"O físico afirma que a ordem na qual ele arranja os símbolos matemáticos a fim de constituir um teoria física é um reflexo cada vez mais claro de uma ordem ontológica de acordo com a qual as coisas inanimadas são classificadas. Qual a natureza dessa ordem que ele afirma? Através de qual tipo de afinidades as essências dos objetos sob observação se aproximam uma das outras? Estas são questões que não são permitidas a ele responder. Ao afirmar que a teoria física tende a uma classificação natural em conformidade com a ordem na qual as realidades do mundo físico estão arranjadas, ele já excedeu o limite do domínio no qual seus métodos podem ser legitimamente exercidos. Por fortes razões esse método não pode descobrir a natureza dessa ordem ou dizer o que ela é. Precisar a natureza dessa ordem de forma exata é definir uma cosmologia. Expô-la a nossos olhos é expor um sistema cosmológico. Em ambos os casos é realizar um trabalho que não pertence essencialmente ao físico, mas ao metafísico." (tradução própria do original em francês)
PIERRE DUHEM, La Théorie Physique, son objet et sa structure, p.407
Em posts anteriores tratamos da natureza da teoria física segundo Pierre Duhem, para o qual aquela não poderia ser jamais uma explicação das causas últimas dos fenômenos observados, mas somente uma descrição matemática do comportamento observável das magnitudes físicas.
As equações que representam simbolicamente o comportamento dessas magnitudes devem ser lógica e rigorosamente organizados em um conjunto dedutivo coeso de tal forma que as diversas proposições matemáticas possam ser deduzidas de uma série limitada de princípios mais gerais.
Essa organização lógica Duhem denominou "classificação natural" e comparou-a ao trabalho de um zoólogos que estuda a anatomia de diversos seres vivos e os organiza em espécies, raças e outras subdivisões de acordo com as semelhanças e diferenças que nelas encontra.
Através da limitação do escôpo da física, Duhem pretendia separar claramente as esferas da ciência e da metafísica e salvaguardar a autonomia de ambas. Nenhuma teoria física poderia jamais refutar uma proposição ou tese metafísica e vice-versa.
No trecho reproduzido acima, Duhem chama atenção para um fato importante. Não obstante a barreira teórica que separa o físico do cosmólogo, há uma exigência ontológica na física que ultrapassa o seu domínio próprio, mas que lhe é essencial para sua constituição como campo de saber e de pesquisa.
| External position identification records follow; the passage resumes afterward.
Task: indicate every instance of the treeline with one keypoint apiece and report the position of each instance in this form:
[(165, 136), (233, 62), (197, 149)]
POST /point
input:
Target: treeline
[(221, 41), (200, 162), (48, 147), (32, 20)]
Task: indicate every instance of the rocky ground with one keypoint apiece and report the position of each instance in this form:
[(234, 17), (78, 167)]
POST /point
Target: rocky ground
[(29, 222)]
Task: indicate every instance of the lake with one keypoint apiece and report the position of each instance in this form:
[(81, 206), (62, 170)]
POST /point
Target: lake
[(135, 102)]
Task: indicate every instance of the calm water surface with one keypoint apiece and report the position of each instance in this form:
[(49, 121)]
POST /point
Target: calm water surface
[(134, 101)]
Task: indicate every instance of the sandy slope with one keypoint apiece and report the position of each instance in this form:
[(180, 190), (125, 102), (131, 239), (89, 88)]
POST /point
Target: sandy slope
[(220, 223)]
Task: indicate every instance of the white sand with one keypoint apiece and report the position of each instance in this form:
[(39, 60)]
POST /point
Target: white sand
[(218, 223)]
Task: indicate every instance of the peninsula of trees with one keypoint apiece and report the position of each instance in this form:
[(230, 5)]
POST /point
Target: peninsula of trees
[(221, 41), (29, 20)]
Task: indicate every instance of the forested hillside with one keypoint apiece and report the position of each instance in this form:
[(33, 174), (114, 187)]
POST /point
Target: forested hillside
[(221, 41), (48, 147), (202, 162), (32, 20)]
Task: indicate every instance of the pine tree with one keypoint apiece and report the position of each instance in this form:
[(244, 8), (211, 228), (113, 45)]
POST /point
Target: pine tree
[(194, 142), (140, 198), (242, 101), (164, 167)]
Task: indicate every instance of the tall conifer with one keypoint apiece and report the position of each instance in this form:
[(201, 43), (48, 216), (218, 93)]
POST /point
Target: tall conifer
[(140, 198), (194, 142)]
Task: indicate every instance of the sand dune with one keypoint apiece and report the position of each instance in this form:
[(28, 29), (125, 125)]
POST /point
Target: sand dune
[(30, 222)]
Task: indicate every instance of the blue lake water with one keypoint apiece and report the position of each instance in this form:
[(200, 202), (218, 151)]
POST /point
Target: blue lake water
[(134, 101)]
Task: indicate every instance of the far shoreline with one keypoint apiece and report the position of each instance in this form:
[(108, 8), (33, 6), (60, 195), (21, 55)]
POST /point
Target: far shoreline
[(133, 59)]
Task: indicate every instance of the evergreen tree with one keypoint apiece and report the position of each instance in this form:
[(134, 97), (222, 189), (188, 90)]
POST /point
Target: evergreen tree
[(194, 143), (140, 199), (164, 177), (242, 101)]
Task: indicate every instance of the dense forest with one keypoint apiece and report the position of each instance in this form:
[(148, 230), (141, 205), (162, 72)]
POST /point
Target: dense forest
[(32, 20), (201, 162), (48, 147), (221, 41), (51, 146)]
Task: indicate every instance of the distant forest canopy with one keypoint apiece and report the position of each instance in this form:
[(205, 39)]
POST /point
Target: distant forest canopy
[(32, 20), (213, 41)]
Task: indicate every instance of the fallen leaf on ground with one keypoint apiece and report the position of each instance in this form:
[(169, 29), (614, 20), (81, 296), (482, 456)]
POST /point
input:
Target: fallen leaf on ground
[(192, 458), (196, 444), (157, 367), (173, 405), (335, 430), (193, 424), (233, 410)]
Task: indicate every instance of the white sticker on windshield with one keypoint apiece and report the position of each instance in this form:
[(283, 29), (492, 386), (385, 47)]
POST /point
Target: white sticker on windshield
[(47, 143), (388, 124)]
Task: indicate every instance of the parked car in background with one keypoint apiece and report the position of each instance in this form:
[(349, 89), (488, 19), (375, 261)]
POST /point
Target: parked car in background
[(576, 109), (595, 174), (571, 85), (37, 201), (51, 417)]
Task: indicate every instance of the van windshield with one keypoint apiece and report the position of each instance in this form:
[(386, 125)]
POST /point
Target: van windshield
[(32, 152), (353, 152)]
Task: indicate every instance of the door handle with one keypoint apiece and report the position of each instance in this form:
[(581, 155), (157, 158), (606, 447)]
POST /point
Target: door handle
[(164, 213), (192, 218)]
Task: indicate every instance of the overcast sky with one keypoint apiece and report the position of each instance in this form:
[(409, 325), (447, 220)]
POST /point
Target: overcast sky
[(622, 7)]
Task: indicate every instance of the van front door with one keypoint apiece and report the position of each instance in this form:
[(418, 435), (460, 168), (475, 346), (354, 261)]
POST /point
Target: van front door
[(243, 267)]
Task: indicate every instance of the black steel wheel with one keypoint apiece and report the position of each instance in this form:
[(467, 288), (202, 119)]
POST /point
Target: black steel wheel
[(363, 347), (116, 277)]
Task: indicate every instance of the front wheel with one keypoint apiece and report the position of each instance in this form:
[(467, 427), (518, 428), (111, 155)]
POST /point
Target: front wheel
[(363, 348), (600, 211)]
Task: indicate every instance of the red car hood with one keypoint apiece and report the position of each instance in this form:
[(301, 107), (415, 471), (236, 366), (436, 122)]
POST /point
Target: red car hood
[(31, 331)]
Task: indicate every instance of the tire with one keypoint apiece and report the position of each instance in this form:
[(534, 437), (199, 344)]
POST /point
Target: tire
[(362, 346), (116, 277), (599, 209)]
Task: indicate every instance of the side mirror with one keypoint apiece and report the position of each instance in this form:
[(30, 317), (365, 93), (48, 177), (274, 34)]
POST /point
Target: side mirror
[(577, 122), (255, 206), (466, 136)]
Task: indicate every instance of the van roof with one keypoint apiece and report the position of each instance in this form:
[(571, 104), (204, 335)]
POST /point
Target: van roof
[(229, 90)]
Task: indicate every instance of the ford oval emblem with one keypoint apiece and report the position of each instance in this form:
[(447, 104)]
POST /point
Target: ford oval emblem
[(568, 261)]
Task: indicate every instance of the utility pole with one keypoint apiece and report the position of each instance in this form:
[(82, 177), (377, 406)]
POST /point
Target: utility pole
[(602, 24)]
Antes de comentar essa exigência, é mister esclarecer o sentido que Duhem atribui ali ao cosmólogo. Os termos cosmólogo e seu correlato cosmologia não são empregados por Duhem no sentido da moderna teoria cosmológica que, entre outras atribuições, estuda os fatos concernentes à formação e à origem do universo.
O termo é empregado num sentido que se aproxima daquilo que Aristóteles e toda a tradição científica da antiguidade até os tempos modernos denominou de física, a saber, uma teoria geral dos seres móveis e contingentes, abarcando seus aspectos quantitativos e qualitativos.
A distinção se torna mais clara se atentarmos para um exemplo histórico: na antiguidade cabia ao físico ou cosmólogo a determinação da natureza última dos corpos celestes e ao astrônomo a determinação de seu comportamento observável através da aplicação de técnicas matemáticas.
Duhem parece seguir as linhas gerais dessa distinção, aplicando-a agora ao contexto da ciência moderna. Esta faria o trabalho outrora reservado ao astrônomo, descrevendo matematicamente o comportamento observável de seus objetos e permanecendo no domínio restrito daquilo que é quantificável.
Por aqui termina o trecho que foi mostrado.